Carol Lander’s family premiums went up by $500 a month this year alone. Deb Vance lost her insurance subsidy because she lost her income, so then she lost her doctor. Some Atlanta small businesses need to nail down their next health insurance plans fast, but can’t, because the ground is shifting so much.
With the smoking ruins of the GOP’s effort to repeal and replace Obamacare behind them, members of Congress return to Washington this week after a month away, facing a stark political landscape on health care.
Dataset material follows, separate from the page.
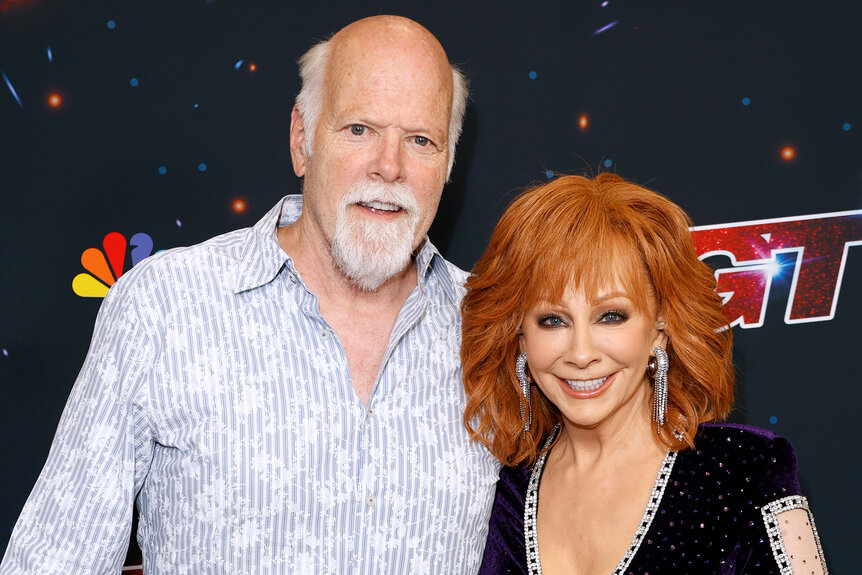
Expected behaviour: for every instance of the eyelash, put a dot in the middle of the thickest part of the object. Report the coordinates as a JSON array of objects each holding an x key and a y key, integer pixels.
[{"x": 621, "y": 315}]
Amid mixed messages from the White House, more insurers have pulled out of the nation’s health care markets. Others, including Georgia’s Blue Cross Blue Shield, have announced substantial premium hikes for the upcoming year. This month, regulators and insurance companies must finalize health insurance rates for 2018. Open enrollment is weeks away.
A small, bipartisan band of senators has announced plans to begin talks to stabilize Obamacare’s markets in the weeks ahead. But lawmakers from both sides are facing political pressures and a tightening timeline that could preclude any sort of modest agreement.
But whatever they do or don’t do, Georgia patients and people involved in shaping the state’s health care system and making it work day to day say the problems are real and systemic and important — and can be fixed. They may disagree on what exactly that means, but they agree that it is urgent.